As we previously reported, in January AT&T filed a Motion to Dismiss the Federal Trade Commission’s (FTC’s) complaint alleging that AT&T engaged in unfair and deceptive conduct in violation of Section 5 of the FTC Act when it “throttled” mobile broadband subscribers who were “grandfathered” into the company’s unlimited mobile data plan.  AT&T moved to dismiss on the basis that it is a common carrier subject to the Communications Act and thus exempt from Section 5 of the FTC Act.  On March 31, a federal judge in the Northern District of California disagreed with AT&T and denied AT&T’s Motion holding that the common carrier exception applies only when the entity has the status of a common carrier and is engaging in common carriage activity.

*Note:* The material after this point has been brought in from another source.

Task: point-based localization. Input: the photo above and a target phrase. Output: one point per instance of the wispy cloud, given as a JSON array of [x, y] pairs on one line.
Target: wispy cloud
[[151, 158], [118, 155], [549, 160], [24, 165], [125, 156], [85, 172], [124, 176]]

The Court also addressed the impact on the case of the Federal Communications Commission’s (“FCC’s”) recent “Reclassification Order” that reclassified mobile data service from a non-common carriage service to a common carriage service.  The Court noted that the Reclassification Order expressly states that reclassification will “apply only on a prospective basis” and when this suit was filed, AT&T’s past alleged mobile data service misconduct was not regulated as common carrier activity by the FCC.  The Court rejected AT&T’s argument that once the Reclassification Order goes into effect, the FTC will no longer have jurisdiction to pursue the case even if limited to AT&T’s past conduct.  The Order stated that “even if the change to the common carrier exception, resulting from the Reclassification Order, could be deemed a change in tribunal (i.e., because enforcement with respect to mobile data would be delegated to the [FCC] instead of the FTC and this Court would have jurisdiction only in the former instance), the fact remains that substantive rights are affected by that change as well.”  Substantive rights are impaired, according to the Court and the FTC, because the FCC is not authorized to seek refunds for injured consumers and has a shorter one year statute of limitations.  Thus, the Court reasoned that the reclassification’s effect on substantive rights undermined AT&T’s argument that the reclassification should be applied retroactively to divest the FTC of jurisdiction over past conduct.

As a result of the Court’s ruling, the FTC’s case against AT&T will proceed on the merits.  FTC Chairwoman Edith Ramirez reportedly expressed that the FTC was “gratified” by the Court’s holding and “look[s] forward to proving that AT&T’s marketing of its ‘unlimited’ data plans was unfair and deceptive and returning money to the millions of consumers who were harmed by AT&T’s action.”